The ultimate test is whether research-informed prioritization leads to better outcomes. Several metrics reveal this impact.
Feature adoption rates measure whether customers actually use what you build. Industry benchmarks suggest that 40-50% of features achieve meaningful adoption (typically defined as use by 20%+ of target users within 90 days of launch). Teams that systematically incorporate research into prioritization typically see adoption rates of 65-75%, with the improvement driven by better understanding of which features customers actually need and will use.
Adoption velocity—how quickly customers start using new features—also improves with research-backed roadmaps. When features align with existing customer workflows and mental models, adoption happens faster. When they require behavior change or solve problems customers don't recognize, adoption is slow. Research helps teams identify these patterns before building, either improving the feature design or setting realistic adoption expectations.
Customer satisfaction with the product roadmap provides another signal. Regular surveys asking customers whether recent releases addressed their needs typically show 50-60% positive response. Teams using research to inform prioritization often see this rise to 70-80%, with customers reporting that the company "understands what we need" and "builds features we actually use."

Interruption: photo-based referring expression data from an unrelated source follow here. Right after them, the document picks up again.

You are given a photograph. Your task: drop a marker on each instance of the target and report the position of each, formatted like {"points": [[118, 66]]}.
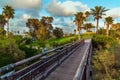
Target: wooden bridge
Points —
{"points": [[68, 62]]}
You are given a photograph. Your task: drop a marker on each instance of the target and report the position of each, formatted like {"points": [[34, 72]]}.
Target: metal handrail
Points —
{"points": [[34, 57]]}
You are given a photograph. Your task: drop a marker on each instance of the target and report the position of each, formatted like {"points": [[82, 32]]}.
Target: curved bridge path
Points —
{"points": [[69, 68]]}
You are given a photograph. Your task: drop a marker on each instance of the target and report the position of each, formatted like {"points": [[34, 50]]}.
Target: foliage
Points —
{"points": [[102, 31], [58, 32], [97, 13], [106, 63], [40, 29], [8, 12], [88, 26], [29, 50], [9, 51], [102, 41], [79, 18]]}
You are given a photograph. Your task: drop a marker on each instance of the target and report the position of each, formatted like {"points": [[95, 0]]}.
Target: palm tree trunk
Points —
{"points": [[97, 26], [79, 35], [7, 31], [107, 30]]}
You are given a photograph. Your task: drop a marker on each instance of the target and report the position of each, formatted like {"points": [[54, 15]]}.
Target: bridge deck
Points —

Resource efficiency matters as well. Building features that customers don't adopt wastes engineering capacity. Teams that measure engineering time spent on features that fail to achieve adoption targets often find 30-40% of capacity goes to low-impact work. Research-backed prioritization typically reduces this waste to 15-20%, freeing resources for higher-impact initiatives.
Competitive win rates in deals where product capabilities are a key decision factor provide external validation. When research reveals which capabilities actually drive purchase decisions—as opposed to which ones customers mention in RFPs—teams can prioritize features that improve win rates rather than features that check boxes.
Prioritization frameworks like RICE and Kano aren't flawed—they're incomplete without research. They provide structure and rigor for comparing opportunities, but they depend entirely on the quality of inputs. Feed them assumptions, and they'll give you precisely calculated guesses. Feed them research-backed insights, and they become powerful strategic tools.
The shift from assumption-based to research-backed roadmapping requires changes in process, capability, and culture. Process changes mean conducting research before prioritization rather than after, integrating research insights into framework inputs systematically, and establishing research rhythms that align with planning cycles. Capability changes mean building research literacy across product teams, establishing methods for translating insights into prioritization inputs, and potentially adopting technology platforms that make research faster and more accessible. Cultural changes mean valuing evidence over opinions, acknowledging uncertainty honestly, and being willing to revise estimates when research reveals new information.
The payoff for making these changes is substantial. Higher feature adoption rates mean less wasted engineering capacity. Better alignment with customer needs means higher satisfaction and lower churn. More accurate prioritization means resources flow to initiatives that actually drive business outcomes. In competitive markets where product differentiation matters, these advantages compound over time.
The question isn't whether to use prioritization frameworks—they're too valuable to abandon. The question is whether to use them with honest inputs based on research, or continue feeding them assumptions and hoping for the best. Teams that choose research-backed prioritization don't just build better roadmaps. They build better products.